Я снова закурил – а что мне еще оставалось делать? Я твердо решил, что не уеду из З***, пока не добьюсь ясных сведений о Наталье.
И я провел, пожалуй, битых два часа, то прогуливаясь вокруг дома, то присаживаясь на скамейку. Солнце стало клониться к горизонту, я замерз, и у меня от голода сосало под ложечкой. Я уж решил бросить свой наблюдательный пост и поискать в городе хоть какой-нибудь ресторан, а потом предпринять еще один штурм Наташиных дверей, как тут со стороны станции появилась немолодая женщина с объемистой кожаной сумой. Она выглядела усталой и грустной. И пока я раздумывал, может она быть матерью Натальи или нет, женщина скрылась в подъезде. Потом я наконец решил, что она годится на роль мамы, и бросился следом. И наткнулся на нее в самых дверях парадного. Она возвращалась назад, на улицу, уже без сумки и в распахнутом пальто.
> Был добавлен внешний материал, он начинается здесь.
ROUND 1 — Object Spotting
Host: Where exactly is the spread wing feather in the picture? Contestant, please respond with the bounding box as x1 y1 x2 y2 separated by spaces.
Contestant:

Специально вышла, чтобы что-то мне сказать, сообразил я.
– Вы к Наталье приходили? – без долгих предисловий спросила она.
Я кивнул.
– Я – ее мама. Вас как зовут?
– Иван.
В глазах у нее мелькнула тень интереса, узнавания. Я готов был поспорить, что Наталья рассказывала обо мне своей матери – да и как же иначе, думаю я сейчас!
То, что ее мама знала меня за глаза, мне одновременно и понравилось, и нет. С одной стороны, это свидетельствовало, что у Наташи в отношении меня серьезные намерения, раз уж она рассказала о моей персоне матери. С другой стороны, у ее мамы было слишком измученное лицо. «С ней что-то случилось», – промелькнула паническая мысль. А ее мать продолжала, глядя в сторону:
– Вы знаете, Натусе пришлось срочно уехать.
– Куда? Зачем? – быстро переспросил я.
– В срочную командировку.
– Куда? Надолго?
– Она уехала в Днепропетровск. Все решилось очень быстро, какая-то там срочная работа. Поэтому она не успела вам позвонить. Но позвонит – оттуда, обязательно. До свидания.
И женщина развернулась и ушла в свой дом.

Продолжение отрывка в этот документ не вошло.